Parece Mesmo o Paraíso by John Cheever

Parece Mesmo o Paraíso Parece Mesmo o Paraíso by John Cheever
My rating: 4 of 5 stars

Sears, um homem já de certa idade, viúvo duas vezes, telefona à filha, que mora em Janice, perto do Lago de Beasley, antes de ir passar um dia a patinar no lago gelado. Duas semanas mais tarde, já com o lago descongelado, percebe que o transformaram num local de descarga de entulho, controlado pela Máfia que controla o Conselho Municipal, para quem Salazzo, um antigo barbeiro local, faz as cobranças ilegais. Sears contrate Chisholm, um advogado e ativista ambiental, para litigar sobre o lago.

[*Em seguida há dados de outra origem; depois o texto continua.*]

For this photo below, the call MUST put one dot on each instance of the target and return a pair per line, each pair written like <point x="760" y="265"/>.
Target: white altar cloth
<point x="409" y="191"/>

Na fila da caixa de um banco, Sears conhece Renée, uma bela mulher, mais nova que ele, sexy e misteriosa, com quem acaba por ter um caso. Mas quando ela o abandona, ele fica inconsolável e envolve-se sexualmente com Eduardo, o ascensorista do prédio de Renée. Confuso sobre a sua sexualidade, consulta um psiquiatra, constatando que ele é "uma solteirona homossexual". E por aí adiante... com Chisholm a encontrar na berma da estrada um bebé esquecido por Betsy, a vizinha de Salazzo em Janice...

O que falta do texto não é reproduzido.